I was thinking of this the other night when, in an effort to head off some incipient preteen antisocial behavior on the part of our older boy, I opened up his Nintendo DS and fired up Kirby Super Star Ultra, a game involving an adorable puffball who rides on a star and inhales his enemies. I know, I know, sounds like a failed Sid & Marty Krofft show, but give the kid a break, he's 11.
Anyway, I am certainly aware that this is hardly the most sophisticated game out there. But I was amazed at the degree to which the game was swathed in narrative complexity. First-time players are offered the spectacle of a little play (complete with stage and puffball audience) that teaches you the basics of the game, and fills you in on the story. The controls, to a guy weaned on Pac-Man, are dizzyingly complicated; there are tons of possible actions, and the game, while goal-oriented, allows for elaborate exploration of its little world. As narrative, it is easily as absorbing as a novel (though never as satisfying as a good one).

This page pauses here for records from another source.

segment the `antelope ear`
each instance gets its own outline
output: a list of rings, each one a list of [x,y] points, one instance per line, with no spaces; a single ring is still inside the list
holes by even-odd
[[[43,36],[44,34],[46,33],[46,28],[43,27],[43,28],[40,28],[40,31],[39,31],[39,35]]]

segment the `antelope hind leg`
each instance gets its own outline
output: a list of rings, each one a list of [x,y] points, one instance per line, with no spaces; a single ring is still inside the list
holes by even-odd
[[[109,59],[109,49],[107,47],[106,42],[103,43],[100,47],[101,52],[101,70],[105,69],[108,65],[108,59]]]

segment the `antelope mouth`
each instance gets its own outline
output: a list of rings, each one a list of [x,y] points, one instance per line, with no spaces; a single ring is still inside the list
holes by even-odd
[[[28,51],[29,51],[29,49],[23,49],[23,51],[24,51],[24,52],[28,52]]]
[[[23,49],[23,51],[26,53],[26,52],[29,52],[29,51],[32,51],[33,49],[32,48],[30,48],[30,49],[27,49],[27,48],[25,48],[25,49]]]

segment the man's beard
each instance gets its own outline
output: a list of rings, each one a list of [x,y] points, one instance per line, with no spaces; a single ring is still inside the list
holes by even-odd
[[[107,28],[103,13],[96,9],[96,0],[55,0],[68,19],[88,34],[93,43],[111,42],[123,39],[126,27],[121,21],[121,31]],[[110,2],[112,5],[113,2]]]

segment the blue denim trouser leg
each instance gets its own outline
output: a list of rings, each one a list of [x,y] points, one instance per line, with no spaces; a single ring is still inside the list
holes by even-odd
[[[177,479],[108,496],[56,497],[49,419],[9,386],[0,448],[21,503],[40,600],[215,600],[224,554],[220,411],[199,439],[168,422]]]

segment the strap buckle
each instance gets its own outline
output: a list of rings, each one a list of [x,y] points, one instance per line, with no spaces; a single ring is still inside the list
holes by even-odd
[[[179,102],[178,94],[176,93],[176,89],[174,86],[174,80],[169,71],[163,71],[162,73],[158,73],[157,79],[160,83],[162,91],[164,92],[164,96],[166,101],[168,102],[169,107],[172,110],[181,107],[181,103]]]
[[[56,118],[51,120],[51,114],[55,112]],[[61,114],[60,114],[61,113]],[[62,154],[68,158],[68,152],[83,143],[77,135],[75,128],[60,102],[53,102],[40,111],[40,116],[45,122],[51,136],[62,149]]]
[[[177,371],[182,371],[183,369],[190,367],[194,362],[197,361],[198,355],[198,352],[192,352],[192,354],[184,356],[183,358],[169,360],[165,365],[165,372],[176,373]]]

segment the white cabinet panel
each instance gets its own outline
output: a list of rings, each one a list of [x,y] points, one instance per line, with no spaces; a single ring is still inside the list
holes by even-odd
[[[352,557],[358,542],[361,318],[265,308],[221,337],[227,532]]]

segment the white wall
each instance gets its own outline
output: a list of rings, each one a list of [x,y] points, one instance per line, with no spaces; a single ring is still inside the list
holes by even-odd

Readers of this blog are probably aware of my preoccupation with non-literary influences, and I admit to being big into videogames in the early 80's, when "shoot the rocks into smaller rocks, then shoot the smaller rocks" was what passed for plot. But games are very, very different now, and I wonder what effects they're having on kids' sense of story--their understanding of life, and its goals and challenges. Some of these effects, doubtless, are bad. But perhaps, much in the same way that malnourished children are more likely to suffer the damaging effects of lead paint, games' ill effects are mostly felt by those whose social and emotional needs are not being met. Perhaps a healthy kid (like mine, I hope) is actually getting something out of the primitive narrative of video games. I think I did, maybe, though it would be hard to make a convincing case for it.
A few years ago, some enterprising geeks started "filming" dramatic short features using characters from first-person shooters as "actors," and overdubbing their own dialogue. The fact that they could do this with some success tells you that games could be a viable format for narrative art. So why not get rid of points, treasures, guns, and enemies, and make literary video games?
Well--for the same reason only a fool would devote his life to literary novels. There isn't much of a market. But it could be that games-as-art is only getting started. Or maybe the moment has passed.